为什么我仍然可以使用`move`闭包捕获的变量？

Question

I wrote a Rust program that generates all the two-letter permutations of lower-case English letters ("aa", "ab", ..., "zy", "zz"):

fn main() {
    static ASCII_LOWER: [char; 26] = [
        'a', 'b', 'c', 'd', 'e', 'f', 'g', 'h', 'i', 'j', 'k', 'l', 'm',
        'n', 'o', 'p', 'q', 'r', 's', 't', 'u', 'v', 'w', 'x', 'y', 'z'
    ];

    let x: Vec<_> = ASCII_LOWER.iter().flat_map(|a| {
        let result = ASCII_LOWER.iter().map(move |b| {
            format!("{}{}", a, b)
        });

        dbg!(a);  // <--- How can `a` still be used?

        result
    }).collect();

    dbg!(x);
}

I need to mark the inner closure as move , because otherwise the captured borrow of a doesn't live long enough. However, I don't understand what this move actually does in this case. I can still use a after the closure.
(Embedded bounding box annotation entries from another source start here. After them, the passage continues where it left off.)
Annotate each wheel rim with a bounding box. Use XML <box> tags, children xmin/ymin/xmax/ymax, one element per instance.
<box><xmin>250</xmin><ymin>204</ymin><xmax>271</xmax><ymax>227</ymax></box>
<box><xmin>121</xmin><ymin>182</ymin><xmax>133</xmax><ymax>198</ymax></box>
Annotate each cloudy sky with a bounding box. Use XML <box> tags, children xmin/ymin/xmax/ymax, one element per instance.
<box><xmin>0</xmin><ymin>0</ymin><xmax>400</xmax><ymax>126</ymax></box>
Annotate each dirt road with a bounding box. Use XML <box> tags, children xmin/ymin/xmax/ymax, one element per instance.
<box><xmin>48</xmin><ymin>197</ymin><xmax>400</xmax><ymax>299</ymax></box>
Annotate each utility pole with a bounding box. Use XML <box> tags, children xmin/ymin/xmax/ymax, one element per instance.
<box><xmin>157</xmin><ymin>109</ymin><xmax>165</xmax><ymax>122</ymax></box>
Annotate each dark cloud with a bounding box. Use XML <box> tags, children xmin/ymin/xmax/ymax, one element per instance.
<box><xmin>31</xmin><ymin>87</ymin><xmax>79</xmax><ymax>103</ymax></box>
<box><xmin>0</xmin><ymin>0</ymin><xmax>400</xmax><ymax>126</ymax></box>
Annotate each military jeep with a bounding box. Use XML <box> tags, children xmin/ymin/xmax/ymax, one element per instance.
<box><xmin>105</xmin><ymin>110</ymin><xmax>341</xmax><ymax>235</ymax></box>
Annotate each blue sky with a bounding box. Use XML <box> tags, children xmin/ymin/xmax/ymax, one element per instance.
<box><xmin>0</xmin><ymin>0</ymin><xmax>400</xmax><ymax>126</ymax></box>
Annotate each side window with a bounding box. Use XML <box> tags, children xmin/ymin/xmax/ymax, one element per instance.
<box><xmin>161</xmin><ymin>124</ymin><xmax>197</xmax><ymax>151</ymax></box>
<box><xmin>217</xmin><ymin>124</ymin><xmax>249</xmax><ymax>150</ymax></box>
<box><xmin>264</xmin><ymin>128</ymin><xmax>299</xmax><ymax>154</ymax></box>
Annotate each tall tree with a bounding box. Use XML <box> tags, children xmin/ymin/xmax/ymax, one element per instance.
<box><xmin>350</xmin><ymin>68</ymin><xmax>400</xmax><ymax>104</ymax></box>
What does the move actually do here?

Answer 1

What does the move actually do here?

It moves the variable into the closure.

I can still use a after the closure

a is a &'static char which implements Copy . The compiler automatically inserts a copy of the value when you use it after it was moved.

See also:

• How does Rust provide move semantics?
• What are move semantics in Rust?
• Is it possible to make a type only movable and not copyable?